In Re Kast Metals Corp.,
Thus, it is the judgment of this Court that the inspection warrant was issued upon probable cause and was not overbroad in scope. Refusal to allow the OSHA Compliance Officer to conduct an inspection of the Enid plant was therefore contempt of this Court. Defendants assert that Schwedland should not be found in contempt, as he merely performed a service for Hackney; however, the Court need only note the prominent role played by Schwedland in preventing the OSHA inspection to dismiss this contention. Accordingly, both Schwedland and Hackney are adjudged in contempt of court. The Court orders that Schwedland be committed to the custody of the United States marshal and that Hackney pay a civil fine of $1,000 per day, both beginning March 30, 1984 until the Defendants purge themselves of said contempt.
Notes
. It was stipulated at trial that CPL 2.25B was not promulgated under the Administrative Procedures Act, 5 U.S.C. § 553. The issue is whether the plan is a procedural rule, not subject to § 553, or a substantive rule, thus subject to the § 553 notice and comment requirements.

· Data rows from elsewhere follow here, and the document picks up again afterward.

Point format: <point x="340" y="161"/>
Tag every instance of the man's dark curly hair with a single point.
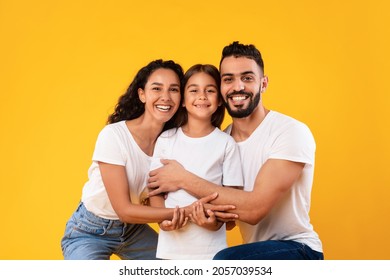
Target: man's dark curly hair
<point x="129" y="105"/>
<point x="237" y="49"/>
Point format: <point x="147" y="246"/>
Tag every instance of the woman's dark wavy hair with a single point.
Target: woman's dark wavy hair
<point x="219" y="114"/>
<point x="129" y="105"/>
<point x="240" y="50"/>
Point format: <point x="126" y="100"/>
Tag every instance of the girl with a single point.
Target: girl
<point x="199" y="145"/>
<point x="109" y="219"/>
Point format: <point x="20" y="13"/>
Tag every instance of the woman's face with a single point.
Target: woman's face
<point x="161" y="94"/>
<point x="201" y="97"/>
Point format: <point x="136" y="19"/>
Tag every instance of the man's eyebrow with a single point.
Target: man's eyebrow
<point x="160" y="84"/>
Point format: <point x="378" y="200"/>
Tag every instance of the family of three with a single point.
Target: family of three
<point x="162" y="158"/>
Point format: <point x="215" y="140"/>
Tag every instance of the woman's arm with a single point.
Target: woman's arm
<point x="115" y="180"/>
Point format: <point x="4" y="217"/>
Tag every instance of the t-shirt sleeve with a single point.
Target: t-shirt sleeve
<point x="108" y="148"/>
<point x="232" y="169"/>
<point x="294" y="143"/>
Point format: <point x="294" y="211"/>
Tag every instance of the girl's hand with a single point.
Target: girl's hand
<point x="198" y="216"/>
<point x="178" y="221"/>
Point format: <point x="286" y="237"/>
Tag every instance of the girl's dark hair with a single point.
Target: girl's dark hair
<point x="129" y="105"/>
<point x="240" y="50"/>
<point x="219" y="114"/>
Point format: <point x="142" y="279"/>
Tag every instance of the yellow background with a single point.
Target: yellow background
<point x="63" y="64"/>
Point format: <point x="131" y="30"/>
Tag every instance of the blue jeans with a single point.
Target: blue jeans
<point x="89" y="237"/>
<point x="270" y="250"/>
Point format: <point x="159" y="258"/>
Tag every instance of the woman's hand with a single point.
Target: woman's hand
<point x="167" y="178"/>
<point x="178" y="221"/>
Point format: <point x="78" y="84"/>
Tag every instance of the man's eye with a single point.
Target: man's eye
<point x="247" y="78"/>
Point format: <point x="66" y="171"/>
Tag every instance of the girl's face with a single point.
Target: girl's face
<point x="161" y="94"/>
<point x="201" y="97"/>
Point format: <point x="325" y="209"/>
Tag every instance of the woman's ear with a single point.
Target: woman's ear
<point x="141" y="95"/>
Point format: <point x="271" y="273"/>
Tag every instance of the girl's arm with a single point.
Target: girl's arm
<point x="179" y="219"/>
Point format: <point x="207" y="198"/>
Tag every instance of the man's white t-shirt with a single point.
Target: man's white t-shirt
<point x="215" y="158"/>
<point x="115" y="145"/>
<point x="281" y="137"/>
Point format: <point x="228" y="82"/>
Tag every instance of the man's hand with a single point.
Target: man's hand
<point x="198" y="216"/>
<point x="179" y="220"/>
<point x="167" y="178"/>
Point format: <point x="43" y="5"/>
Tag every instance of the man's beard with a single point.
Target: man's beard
<point x="243" y="113"/>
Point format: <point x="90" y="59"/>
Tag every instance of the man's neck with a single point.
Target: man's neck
<point x="243" y="127"/>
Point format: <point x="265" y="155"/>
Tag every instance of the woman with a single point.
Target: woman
<point x="109" y="219"/>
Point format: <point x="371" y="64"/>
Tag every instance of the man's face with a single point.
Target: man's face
<point x="242" y="82"/>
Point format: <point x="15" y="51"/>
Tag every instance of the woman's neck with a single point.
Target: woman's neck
<point x="144" y="133"/>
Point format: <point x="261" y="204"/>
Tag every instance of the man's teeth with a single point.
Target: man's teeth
<point x="238" y="98"/>
<point x="163" y="107"/>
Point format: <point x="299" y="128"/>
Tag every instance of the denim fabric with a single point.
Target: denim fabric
<point x="89" y="237"/>
<point x="270" y="250"/>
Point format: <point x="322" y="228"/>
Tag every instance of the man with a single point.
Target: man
<point x="277" y="154"/>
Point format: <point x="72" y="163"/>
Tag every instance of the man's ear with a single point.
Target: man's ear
<point x="264" y="83"/>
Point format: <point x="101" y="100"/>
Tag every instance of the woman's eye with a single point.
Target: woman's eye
<point x="227" y="80"/>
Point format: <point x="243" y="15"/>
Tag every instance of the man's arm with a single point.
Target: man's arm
<point x="274" y="179"/>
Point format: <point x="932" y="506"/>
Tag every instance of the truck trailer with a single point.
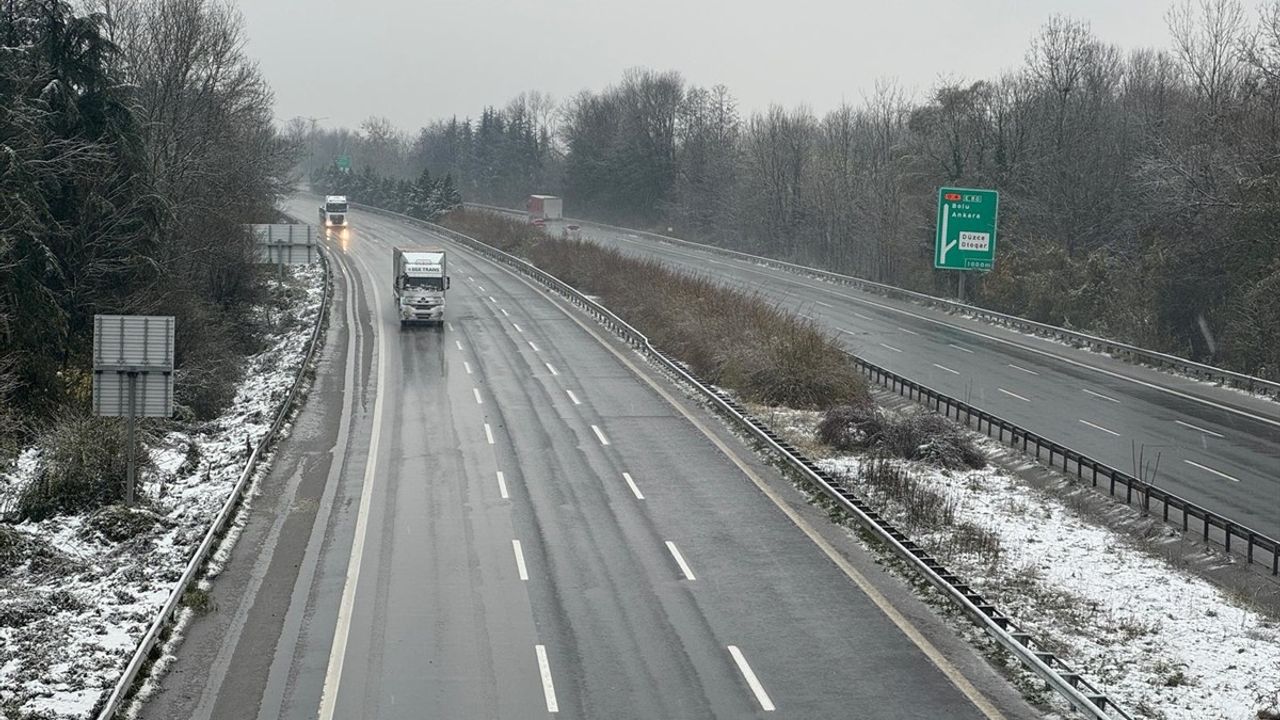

. It is interesting to note that, in his order denying the Defendants’ Motion to Compel, Magistrate Lindsey characterized the Defendants' counterclаim as a "fishing expedition” designed for the purpose of avoiding the four corners requirement. With that statement the Court is inclined to agree.
. The temptation to draw a parallel to the analogous criminal setting is irresistible. The victim of a criminal search warrant rarely, if ever, has an opportunity to challenge the validity of a search warrant before it is exеcuted. It would be anomalous for the victim of the less intrusive commercial inspection to have a better right to challenge the warrant than the victim of the more intrusive search of a private home.
. Implicit in this order of dismissal are an affirmance of the Court's ruling limiting discovery and a determination that evidence outside the four corners of the warrant apрlication should have been excluded. Accordingly, the Court will disregard the extraneous evidence in reviewing the sufficiency of the inspection warrant.
. The Court takes care to note that dismissal is without prejudice to preclude any dispute as to whether the Defendants’ claims have been considered on the merits. They have not, and it is left to future OSHA Review Commission рroceedings, should they be necessary, to determine the Defendants’ challenges to the validity of OSHA’s selection plan.
. The Defendants attempted to show that a false statement was made when the magistrate was advised that Hackney belonged to Standard Industrial Classification (SIC) 3443. The Defendants' contention was that Hackney belonged to SIC 3498. Although Hackney's proof that it belongs in the latter group leaves something to be desired, that Court is satisfied that a lack of intent or recklessness disposes of the Franks issue.